The project had tree scientific aims: i. to test the in vivo function of the three candidate genes, and in particular, their potential involvement in cell migration; ii. for those actually controlling cell migration, unravel their direct effect on actin dynamics as well as their subcellular localization; iii. for those controlling cell migration, position them in feedback loops. The first two aims were achieved, with in particular, one gene, named nhsl1b, that appeared to control the migration of some important progenitor cells in the early embryo. I could show that is does so regulating the length and lifetime of actin-rich extensions used by cells to migrate. Aim 3 ran into technical and Covid induced difficulties. However, while facing these difficulties, I uncovered an unexpected role of an actin regulator in controlling the formation of cilia (small motile extensions produced by some cells, and essential to the function of many organs, including kydneys or inner-ear). I therefore decided to fully characterize this exciting new function, in a collaboration with a lab at the Pasteur Institute.
These scientific results have been disseminated through my participation to 4 conferences, and through the publication of 4 articles. They were also shared with a wider audience, through a booth at the “fête de la science” (science fair), and by hosting in the lab middle and high school students.
To allow a career restart, the project has enabled me to broaden my areas of expertise. In particular, I received formal and practical training in the use of the zebrafish as a model system, as well as acquired key skills in cell migration analysis. As the host laboratory is highly interdisciplinary, I directly benefited from the interaction with my physicist colleagues, and acquired strong knowledge and know-how in cutting-edge microscopy techniques, including confocal, two-photon and light sheet microscopy. Conversely, I was able to transfer my expertise in developmental biology to some of my colleagues’ the research projects and develop fruitful collaborations.

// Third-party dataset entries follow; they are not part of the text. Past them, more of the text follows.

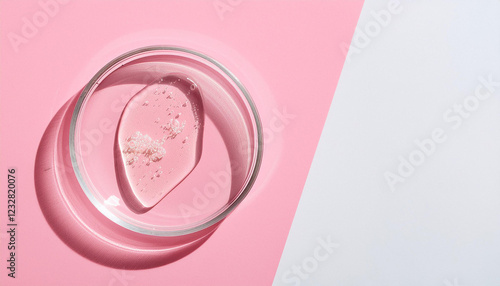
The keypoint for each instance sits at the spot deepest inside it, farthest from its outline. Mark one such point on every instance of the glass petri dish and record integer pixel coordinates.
(230, 148)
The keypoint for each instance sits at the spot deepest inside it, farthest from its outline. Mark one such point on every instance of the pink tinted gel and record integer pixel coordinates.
(158, 141)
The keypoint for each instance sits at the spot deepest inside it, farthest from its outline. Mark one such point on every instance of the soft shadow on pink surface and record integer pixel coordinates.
(81, 226)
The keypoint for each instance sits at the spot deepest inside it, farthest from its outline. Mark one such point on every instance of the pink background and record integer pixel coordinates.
(288, 57)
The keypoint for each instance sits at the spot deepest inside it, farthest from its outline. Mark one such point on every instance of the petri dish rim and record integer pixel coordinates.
(257, 156)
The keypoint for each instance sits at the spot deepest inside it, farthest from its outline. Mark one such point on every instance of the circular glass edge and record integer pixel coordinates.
(113, 217)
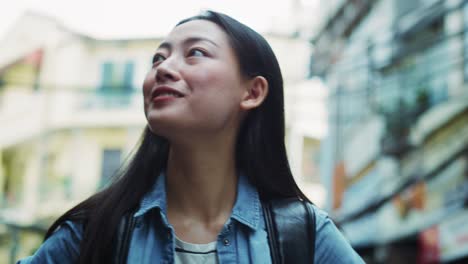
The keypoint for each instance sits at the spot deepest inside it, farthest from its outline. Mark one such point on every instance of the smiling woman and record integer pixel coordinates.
(203, 184)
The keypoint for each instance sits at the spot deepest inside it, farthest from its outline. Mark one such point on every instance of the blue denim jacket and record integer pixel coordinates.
(243, 238)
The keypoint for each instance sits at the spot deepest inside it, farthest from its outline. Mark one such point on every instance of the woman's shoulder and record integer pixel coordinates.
(331, 246)
(61, 247)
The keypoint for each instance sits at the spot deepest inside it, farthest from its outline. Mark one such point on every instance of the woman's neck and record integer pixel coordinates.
(201, 182)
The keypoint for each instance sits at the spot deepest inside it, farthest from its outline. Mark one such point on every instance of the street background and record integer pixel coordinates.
(376, 104)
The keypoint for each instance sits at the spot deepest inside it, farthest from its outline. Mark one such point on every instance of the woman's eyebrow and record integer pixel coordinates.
(187, 41)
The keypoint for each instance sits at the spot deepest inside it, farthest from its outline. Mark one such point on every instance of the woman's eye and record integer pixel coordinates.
(196, 53)
(158, 58)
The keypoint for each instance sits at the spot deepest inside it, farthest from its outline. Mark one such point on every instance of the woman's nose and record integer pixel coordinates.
(166, 71)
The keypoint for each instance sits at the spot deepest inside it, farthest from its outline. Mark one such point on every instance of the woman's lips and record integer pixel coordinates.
(165, 94)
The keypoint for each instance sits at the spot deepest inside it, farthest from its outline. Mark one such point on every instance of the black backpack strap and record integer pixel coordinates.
(123, 238)
(290, 225)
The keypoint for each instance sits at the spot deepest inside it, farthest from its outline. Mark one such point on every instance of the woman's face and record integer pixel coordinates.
(194, 85)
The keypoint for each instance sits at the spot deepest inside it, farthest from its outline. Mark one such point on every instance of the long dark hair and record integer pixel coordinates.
(260, 150)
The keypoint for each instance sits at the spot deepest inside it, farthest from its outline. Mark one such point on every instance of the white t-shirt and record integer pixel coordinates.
(188, 253)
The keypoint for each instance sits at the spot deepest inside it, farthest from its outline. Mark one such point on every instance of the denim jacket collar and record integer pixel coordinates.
(247, 208)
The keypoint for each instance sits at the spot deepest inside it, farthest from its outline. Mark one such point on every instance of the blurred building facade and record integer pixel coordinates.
(71, 111)
(395, 160)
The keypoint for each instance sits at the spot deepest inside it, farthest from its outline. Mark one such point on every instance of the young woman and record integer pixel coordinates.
(213, 150)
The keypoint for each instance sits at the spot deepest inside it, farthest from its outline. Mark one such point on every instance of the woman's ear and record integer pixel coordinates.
(255, 93)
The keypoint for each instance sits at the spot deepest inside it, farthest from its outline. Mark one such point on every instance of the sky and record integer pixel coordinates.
(140, 18)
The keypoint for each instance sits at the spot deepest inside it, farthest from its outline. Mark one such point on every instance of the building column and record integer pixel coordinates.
(31, 179)
(2, 178)
(453, 26)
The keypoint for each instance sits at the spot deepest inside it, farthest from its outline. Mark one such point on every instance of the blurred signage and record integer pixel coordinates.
(425, 204)
(363, 147)
(454, 236)
(429, 250)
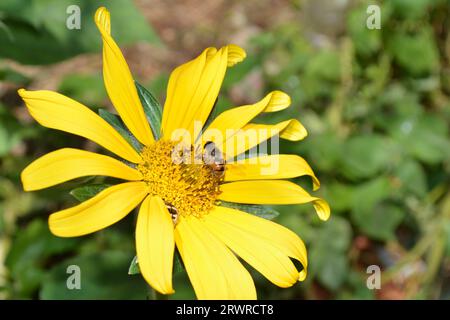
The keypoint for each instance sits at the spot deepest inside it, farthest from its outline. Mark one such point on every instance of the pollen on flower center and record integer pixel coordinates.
(191, 187)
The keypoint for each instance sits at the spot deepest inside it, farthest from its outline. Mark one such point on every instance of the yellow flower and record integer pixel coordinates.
(179, 202)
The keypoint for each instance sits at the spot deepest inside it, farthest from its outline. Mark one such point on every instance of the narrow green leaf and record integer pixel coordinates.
(177, 265)
(118, 125)
(134, 267)
(86, 192)
(152, 109)
(257, 210)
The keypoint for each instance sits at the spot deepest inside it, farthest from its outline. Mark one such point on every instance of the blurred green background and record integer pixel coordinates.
(376, 104)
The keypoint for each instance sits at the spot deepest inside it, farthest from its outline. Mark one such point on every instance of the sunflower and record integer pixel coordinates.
(180, 201)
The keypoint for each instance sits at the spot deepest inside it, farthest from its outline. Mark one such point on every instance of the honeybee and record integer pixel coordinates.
(214, 158)
(173, 212)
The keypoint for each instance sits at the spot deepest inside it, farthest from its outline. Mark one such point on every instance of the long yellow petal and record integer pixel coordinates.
(253, 134)
(272, 192)
(119, 82)
(56, 111)
(229, 122)
(101, 211)
(193, 88)
(155, 244)
(214, 271)
(266, 252)
(277, 166)
(67, 164)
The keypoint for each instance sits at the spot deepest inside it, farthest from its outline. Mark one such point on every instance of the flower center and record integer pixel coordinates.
(187, 183)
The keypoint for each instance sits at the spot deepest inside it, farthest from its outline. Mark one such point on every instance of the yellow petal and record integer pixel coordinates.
(193, 88)
(272, 192)
(67, 164)
(214, 271)
(229, 122)
(101, 211)
(155, 244)
(235, 55)
(252, 135)
(277, 166)
(53, 110)
(119, 82)
(263, 244)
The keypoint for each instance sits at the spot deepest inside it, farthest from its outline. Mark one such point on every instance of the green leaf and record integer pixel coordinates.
(30, 250)
(134, 267)
(404, 46)
(152, 109)
(103, 276)
(364, 156)
(412, 177)
(177, 265)
(425, 137)
(86, 192)
(328, 252)
(372, 212)
(265, 212)
(119, 126)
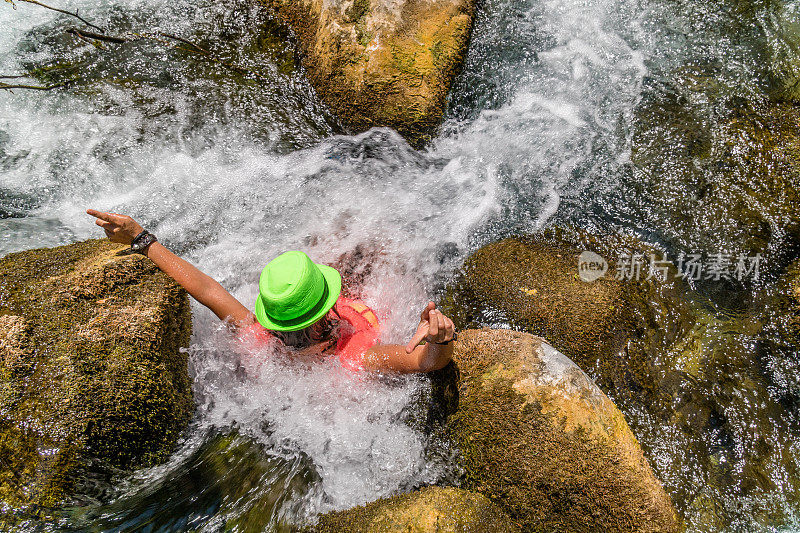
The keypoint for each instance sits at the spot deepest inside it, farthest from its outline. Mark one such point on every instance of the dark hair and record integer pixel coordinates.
(319, 331)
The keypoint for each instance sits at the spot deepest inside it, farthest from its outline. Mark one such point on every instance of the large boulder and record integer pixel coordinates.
(538, 437)
(692, 384)
(612, 327)
(441, 509)
(382, 62)
(92, 375)
(712, 174)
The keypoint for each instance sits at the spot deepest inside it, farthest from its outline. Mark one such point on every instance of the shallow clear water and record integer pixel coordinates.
(230, 169)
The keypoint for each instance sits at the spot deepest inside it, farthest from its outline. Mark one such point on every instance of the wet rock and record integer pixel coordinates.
(428, 509)
(689, 377)
(542, 440)
(615, 329)
(715, 174)
(382, 62)
(92, 374)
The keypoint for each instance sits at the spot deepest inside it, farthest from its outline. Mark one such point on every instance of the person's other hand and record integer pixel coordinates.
(433, 327)
(118, 228)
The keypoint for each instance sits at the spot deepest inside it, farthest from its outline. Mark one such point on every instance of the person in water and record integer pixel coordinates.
(299, 305)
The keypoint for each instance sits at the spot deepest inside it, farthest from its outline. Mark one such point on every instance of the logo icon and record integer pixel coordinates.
(591, 266)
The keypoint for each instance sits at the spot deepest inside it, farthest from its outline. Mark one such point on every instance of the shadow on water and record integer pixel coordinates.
(229, 482)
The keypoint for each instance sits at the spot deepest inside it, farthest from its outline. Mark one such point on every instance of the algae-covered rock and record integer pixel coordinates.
(689, 378)
(429, 509)
(91, 371)
(382, 62)
(542, 440)
(719, 180)
(613, 327)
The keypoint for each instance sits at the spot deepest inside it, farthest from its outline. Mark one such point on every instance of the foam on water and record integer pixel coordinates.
(230, 173)
(231, 202)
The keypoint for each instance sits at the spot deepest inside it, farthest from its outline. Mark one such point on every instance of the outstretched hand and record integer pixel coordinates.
(433, 327)
(118, 228)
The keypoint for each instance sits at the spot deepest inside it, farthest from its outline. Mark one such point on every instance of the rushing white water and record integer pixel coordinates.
(232, 172)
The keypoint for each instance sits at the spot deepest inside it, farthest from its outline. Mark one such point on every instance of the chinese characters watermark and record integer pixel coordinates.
(693, 267)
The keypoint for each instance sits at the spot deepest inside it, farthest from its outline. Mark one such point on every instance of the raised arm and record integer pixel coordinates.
(205, 289)
(434, 328)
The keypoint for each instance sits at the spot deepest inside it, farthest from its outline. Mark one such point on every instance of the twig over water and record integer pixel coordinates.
(98, 28)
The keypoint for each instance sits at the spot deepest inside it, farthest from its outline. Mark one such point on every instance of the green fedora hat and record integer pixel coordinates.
(294, 292)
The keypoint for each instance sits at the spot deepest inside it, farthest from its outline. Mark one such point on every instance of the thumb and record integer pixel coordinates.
(422, 331)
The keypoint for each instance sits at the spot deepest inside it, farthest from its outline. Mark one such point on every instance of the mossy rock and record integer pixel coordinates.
(614, 329)
(380, 62)
(91, 368)
(719, 178)
(429, 509)
(539, 438)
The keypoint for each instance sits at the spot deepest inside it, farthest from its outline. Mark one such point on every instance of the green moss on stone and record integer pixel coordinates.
(105, 381)
(428, 509)
(540, 456)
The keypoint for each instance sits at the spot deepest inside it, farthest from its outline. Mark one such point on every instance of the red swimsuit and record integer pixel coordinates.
(359, 330)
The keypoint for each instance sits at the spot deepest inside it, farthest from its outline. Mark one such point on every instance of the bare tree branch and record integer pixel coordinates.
(70, 13)
(98, 37)
(8, 87)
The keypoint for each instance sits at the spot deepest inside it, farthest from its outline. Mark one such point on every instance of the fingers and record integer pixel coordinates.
(433, 326)
(422, 332)
(425, 312)
(105, 225)
(449, 329)
(108, 217)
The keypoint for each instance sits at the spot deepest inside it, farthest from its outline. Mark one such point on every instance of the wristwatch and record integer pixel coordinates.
(142, 241)
(455, 336)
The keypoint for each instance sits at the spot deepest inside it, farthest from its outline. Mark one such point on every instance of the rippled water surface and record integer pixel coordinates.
(567, 111)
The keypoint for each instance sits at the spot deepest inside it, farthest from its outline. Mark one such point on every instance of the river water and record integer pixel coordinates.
(230, 169)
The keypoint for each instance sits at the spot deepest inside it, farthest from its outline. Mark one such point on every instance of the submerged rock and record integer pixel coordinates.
(91, 371)
(428, 509)
(532, 283)
(688, 377)
(382, 62)
(542, 440)
(716, 178)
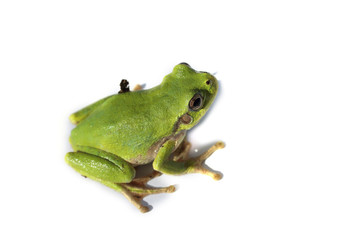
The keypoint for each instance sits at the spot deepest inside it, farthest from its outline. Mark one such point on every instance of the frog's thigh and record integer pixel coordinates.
(100, 169)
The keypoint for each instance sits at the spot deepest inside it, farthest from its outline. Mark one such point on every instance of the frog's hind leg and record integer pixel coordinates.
(138, 189)
(115, 173)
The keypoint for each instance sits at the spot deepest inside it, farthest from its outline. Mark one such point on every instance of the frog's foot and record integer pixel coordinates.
(137, 87)
(198, 166)
(138, 189)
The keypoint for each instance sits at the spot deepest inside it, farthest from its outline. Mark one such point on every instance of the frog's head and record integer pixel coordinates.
(194, 92)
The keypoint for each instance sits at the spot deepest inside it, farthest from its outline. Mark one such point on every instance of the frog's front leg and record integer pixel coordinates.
(117, 174)
(166, 164)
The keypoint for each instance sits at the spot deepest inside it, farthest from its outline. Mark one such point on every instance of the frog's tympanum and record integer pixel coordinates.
(118, 133)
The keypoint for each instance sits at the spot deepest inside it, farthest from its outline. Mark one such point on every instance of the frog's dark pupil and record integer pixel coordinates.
(196, 102)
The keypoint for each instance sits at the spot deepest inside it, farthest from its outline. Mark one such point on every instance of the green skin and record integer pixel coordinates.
(122, 131)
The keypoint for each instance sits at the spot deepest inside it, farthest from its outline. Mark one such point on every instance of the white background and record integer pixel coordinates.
(288, 111)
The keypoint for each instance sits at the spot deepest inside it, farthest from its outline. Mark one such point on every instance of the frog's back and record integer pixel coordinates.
(127, 125)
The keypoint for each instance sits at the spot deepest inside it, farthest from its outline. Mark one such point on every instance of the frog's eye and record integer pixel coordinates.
(196, 102)
(184, 63)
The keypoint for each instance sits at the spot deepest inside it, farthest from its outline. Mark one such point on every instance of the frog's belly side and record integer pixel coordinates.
(153, 150)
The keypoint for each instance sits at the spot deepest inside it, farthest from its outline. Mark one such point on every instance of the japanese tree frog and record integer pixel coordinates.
(120, 132)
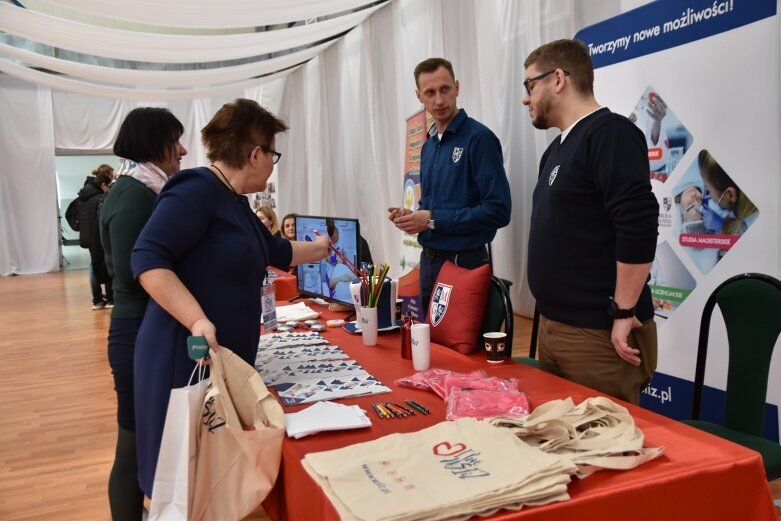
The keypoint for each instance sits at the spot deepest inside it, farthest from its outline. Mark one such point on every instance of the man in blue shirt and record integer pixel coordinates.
(465, 196)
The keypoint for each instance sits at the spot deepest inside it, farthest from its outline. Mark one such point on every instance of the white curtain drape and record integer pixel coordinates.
(346, 108)
(28, 192)
(210, 14)
(128, 93)
(178, 79)
(162, 47)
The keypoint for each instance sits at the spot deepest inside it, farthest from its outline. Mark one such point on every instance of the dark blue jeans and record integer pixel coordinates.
(430, 266)
(121, 348)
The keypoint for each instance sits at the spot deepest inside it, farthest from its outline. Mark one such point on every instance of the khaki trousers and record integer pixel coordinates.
(587, 356)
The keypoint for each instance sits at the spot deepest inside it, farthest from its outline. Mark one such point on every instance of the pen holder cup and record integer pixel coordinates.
(386, 303)
(368, 323)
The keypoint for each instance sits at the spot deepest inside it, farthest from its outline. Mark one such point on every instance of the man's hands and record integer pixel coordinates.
(408, 221)
(621, 329)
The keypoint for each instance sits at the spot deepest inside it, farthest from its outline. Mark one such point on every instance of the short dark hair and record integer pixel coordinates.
(103, 179)
(237, 128)
(570, 55)
(432, 65)
(148, 134)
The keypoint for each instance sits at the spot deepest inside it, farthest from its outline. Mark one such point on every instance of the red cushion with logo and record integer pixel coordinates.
(457, 306)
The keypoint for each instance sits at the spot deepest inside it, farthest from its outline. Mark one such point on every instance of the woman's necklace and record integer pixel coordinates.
(225, 179)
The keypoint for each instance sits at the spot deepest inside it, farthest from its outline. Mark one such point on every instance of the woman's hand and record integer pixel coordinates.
(203, 327)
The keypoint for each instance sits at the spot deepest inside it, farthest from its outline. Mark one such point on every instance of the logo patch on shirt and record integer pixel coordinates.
(553, 174)
(457, 153)
(439, 302)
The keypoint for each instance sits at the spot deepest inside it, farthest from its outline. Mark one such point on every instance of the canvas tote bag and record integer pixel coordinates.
(175, 472)
(448, 471)
(240, 446)
(595, 434)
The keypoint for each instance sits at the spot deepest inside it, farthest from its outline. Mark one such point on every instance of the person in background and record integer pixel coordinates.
(202, 257)
(149, 151)
(89, 199)
(465, 196)
(289, 226)
(268, 217)
(725, 208)
(593, 230)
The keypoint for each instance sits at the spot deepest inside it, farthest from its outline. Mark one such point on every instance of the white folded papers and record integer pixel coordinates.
(325, 416)
(298, 311)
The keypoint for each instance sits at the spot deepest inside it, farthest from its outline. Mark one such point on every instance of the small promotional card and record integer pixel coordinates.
(268, 307)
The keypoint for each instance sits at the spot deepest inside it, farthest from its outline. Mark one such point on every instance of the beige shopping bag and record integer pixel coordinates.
(175, 471)
(595, 434)
(240, 446)
(448, 470)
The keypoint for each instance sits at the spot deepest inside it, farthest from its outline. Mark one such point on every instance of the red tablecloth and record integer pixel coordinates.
(699, 476)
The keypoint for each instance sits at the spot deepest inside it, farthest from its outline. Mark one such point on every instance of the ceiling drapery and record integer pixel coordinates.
(41, 47)
(212, 14)
(167, 48)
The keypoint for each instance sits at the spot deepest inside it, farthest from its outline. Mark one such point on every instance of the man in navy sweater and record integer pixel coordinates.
(465, 196)
(593, 230)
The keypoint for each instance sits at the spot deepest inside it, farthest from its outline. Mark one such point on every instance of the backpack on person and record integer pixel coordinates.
(72, 215)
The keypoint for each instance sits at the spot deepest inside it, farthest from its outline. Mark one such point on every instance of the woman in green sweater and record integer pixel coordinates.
(149, 151)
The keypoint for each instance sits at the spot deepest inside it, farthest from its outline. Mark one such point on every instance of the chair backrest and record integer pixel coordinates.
(499, 311)
(751, 306)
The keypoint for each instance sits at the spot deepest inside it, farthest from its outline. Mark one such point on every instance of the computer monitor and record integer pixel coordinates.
(330, 278)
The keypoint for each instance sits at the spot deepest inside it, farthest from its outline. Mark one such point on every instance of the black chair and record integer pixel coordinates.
(499, 312)
(751, 306)
(532, 358)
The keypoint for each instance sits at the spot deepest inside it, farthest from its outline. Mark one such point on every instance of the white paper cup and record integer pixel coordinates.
(369, 326)
(421, 346)
(355, 293)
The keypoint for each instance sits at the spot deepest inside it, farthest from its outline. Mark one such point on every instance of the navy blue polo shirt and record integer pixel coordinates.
(464, 185)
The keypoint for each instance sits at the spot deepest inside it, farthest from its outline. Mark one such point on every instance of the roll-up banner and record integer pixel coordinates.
(701, 80)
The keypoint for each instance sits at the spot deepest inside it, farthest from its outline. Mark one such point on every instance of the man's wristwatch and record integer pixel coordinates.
(616, 312)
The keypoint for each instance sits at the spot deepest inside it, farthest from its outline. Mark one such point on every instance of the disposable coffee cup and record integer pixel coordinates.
(495, 345)
(420, 337)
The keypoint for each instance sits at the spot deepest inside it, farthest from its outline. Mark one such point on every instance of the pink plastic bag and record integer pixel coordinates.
(491, 383)
(434, 379)
(482, 404)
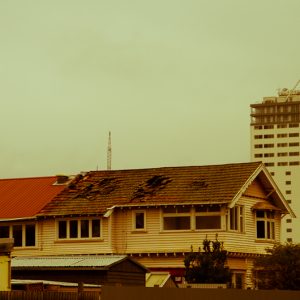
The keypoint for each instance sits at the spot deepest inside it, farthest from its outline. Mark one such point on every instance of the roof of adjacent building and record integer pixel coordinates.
(96, 191)
(25, 197)
(103, 262)
(157, 279)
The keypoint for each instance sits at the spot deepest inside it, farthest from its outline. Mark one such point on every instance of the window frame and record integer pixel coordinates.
(269, 225)
(79, 237)
(239, 215)
(24, 239)
(134, 220)
(192, 214)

The project gave me the opportunity to teach 100 hours, gaining crucial experience for my applications to academic positions. I was in charge on the scientific and financial management of the project, and supervised students and a technician, therefore preparing myself for the role of a principal investigator.

The Regadyn project has provided new knowledge on the genes controlling cell migration, improving our understanding of this mechanism and identifying potential therapeutic targets to limit migration (to prevent metastasis), enhance migration (to favor wound healing) and control migration (to build in vitro tissues for regenerative medicine). During the project, I also produced original results regarding ciliogenesis, the defects of which are associated with numerous pathologies. The project allowed knowledge transfer between me and my host institution, from which both benefited, and gave my training, networking and teaching opportunities.
In conclusion, the Regadyn project achieved most of its objectives, providing new insights into the molecular machinery that controls cell migration, and put me in a good position to obtain an academic position.